Your explanation of the fix sounds like you significantly improved the performance of the front... what happened in back? Thanks for sharing!

StoneTower 05-19-2021 11:17 AM

Mine stop great from 70 mph on the freeway. The potential problem I see is that organic pads were phased out because with repeated high speed stops, organic pads start to fade before semi-metallic pads. The guy who sold me the backing plates for the front caliper conversion said that with organic pads you have really good brakes at low speeds without the brakes being hot and that a Jeep is not a race car. I drive my Jeep very hard and I just keep in mind that I have organic pads when I am driving on the steep highway roads in the California mountains. I am not someone who rides my brakes in the mountains. Slow the Jeep down and then let the speed build back up. You need time between stops to cool your brakes.

Quote:

Originally Posted by ScroungerLee (Post 41271599)
Hi StoneTower. Anything that works is correct! I wonder how the effort of stopping large heavy tires compares to stopping at higher speed? Either way makes heat. Not important though.
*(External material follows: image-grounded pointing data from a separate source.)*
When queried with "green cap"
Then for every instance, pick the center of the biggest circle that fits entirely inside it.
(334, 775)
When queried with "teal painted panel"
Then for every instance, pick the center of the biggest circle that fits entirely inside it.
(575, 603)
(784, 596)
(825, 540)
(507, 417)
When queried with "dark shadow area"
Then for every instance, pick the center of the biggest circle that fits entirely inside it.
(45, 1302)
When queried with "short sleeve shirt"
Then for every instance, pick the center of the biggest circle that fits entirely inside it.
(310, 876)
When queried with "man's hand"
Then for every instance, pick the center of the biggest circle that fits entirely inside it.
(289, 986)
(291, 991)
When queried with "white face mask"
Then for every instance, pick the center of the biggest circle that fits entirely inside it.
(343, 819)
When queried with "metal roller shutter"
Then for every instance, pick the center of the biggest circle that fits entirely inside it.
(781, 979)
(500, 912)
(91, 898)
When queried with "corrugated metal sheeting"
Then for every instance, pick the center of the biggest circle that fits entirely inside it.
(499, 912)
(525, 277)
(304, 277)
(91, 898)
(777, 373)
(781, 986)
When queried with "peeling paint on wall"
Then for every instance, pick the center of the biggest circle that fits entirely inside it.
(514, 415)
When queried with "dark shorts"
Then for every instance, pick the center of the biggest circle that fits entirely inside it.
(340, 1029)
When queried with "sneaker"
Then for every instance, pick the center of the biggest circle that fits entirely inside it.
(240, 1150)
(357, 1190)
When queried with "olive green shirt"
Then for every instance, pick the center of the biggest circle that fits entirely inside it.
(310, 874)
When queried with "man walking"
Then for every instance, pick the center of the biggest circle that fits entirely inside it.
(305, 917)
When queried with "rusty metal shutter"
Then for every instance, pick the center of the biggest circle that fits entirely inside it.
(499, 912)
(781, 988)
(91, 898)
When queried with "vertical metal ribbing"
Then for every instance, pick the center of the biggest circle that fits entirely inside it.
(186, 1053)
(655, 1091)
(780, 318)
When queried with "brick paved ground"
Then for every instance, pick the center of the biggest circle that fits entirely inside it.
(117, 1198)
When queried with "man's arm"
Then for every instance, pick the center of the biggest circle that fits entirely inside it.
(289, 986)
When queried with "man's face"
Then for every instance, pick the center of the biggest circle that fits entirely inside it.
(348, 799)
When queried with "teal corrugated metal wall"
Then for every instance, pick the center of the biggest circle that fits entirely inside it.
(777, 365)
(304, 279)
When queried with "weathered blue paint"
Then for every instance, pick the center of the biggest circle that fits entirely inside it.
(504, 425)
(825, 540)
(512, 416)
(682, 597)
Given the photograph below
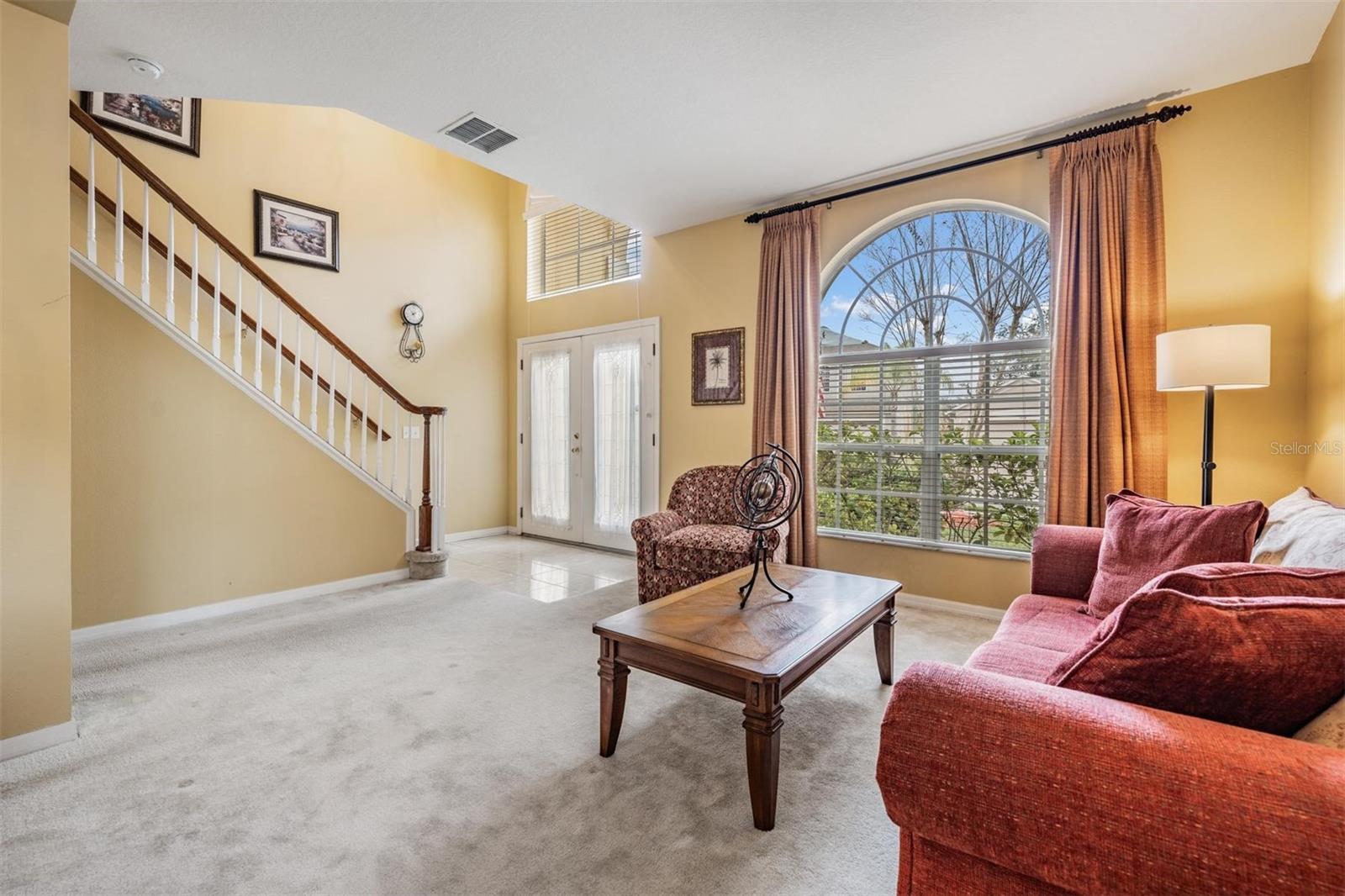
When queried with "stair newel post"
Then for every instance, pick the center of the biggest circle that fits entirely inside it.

John Strenk 05-19-2021 12:30 PM

Quote:

Originally Posted by StoneTower (Post 41275073)
Mine stop great from 70 mph on the freeway. The potential problem I see is that organic pads were phased out because with repeated high speed stops, organic pads start to fade before semi-metallic pads. The guy who sold me the backing plates for the front caliper conversion said that with organic pads you have really good brakes at low speeds without the brakes being hot and that a Jeep is not a race car. I drive my Jeep very hard and I just keep in mind that I have organic pads when I am driving on the steep highway roads in the California mountains. I am not someone who rides my brakes in the mountains. Slow the Jeep down and then let the speed build back up. You need time between stops to cool your brakes.

This reminds me of a time in my GLH Omni Turbo. Going up and down the mountain backroad, I found out a low compression 4 cylinder engine does not provide sufficient resistance to slow you down. Had to pull over to let the brakes cool off. Kinda scary when you are in first gear and the RPMs are still rising and your foot hasn't touched the gas..

I switched drum/drum to disk/drum and I think I lost some braking efficiency. I think it's the pads also. Couldn't find any organic pads at the time and went up to metalic. Of course it could be the extra 1000# of plowing equipment but hey...

ScroungerLee 05-20-2021 06:21 AM

Before paying for a proportioning valve I jacked up the rear end. The brakes wouldn't stop the rear wheels no matter how hard I pressed, with it just idling in first gear.

I did everything I could to the old valve while still in the car before I decided I was being silly and just replaced it.

After that bleeding the rear brakes was normal, much pressure.

However, even though that did improve stopping somewhat, the rear brakes don't do much of the work as we all know.

Soon after that I changed pads and was finally satisfied.

Quote:

Originally Posted by Mohr68 (Post 41275045)
Thanks ScroungerLee. Re: your rear brakes have fluid flowing, but little pressure... i'm having exactly that same issue with my '81 CJ7 after rebuilding/replacing everything inside the rear drums including the rear circuit hose. With a homemade proportion valve lock threaded into the brake light port on the valve, i can bleed the rears completely without unseating the proportioning valve. But still have no movement out of the new wheel cylinders, apparently due to lack of hydraulic pressure to push them outward and actuate the shoes in any way.

Your explanation of the fix sounds like you significantly improved the performance of the front... what happened in back? Thanks for sharing!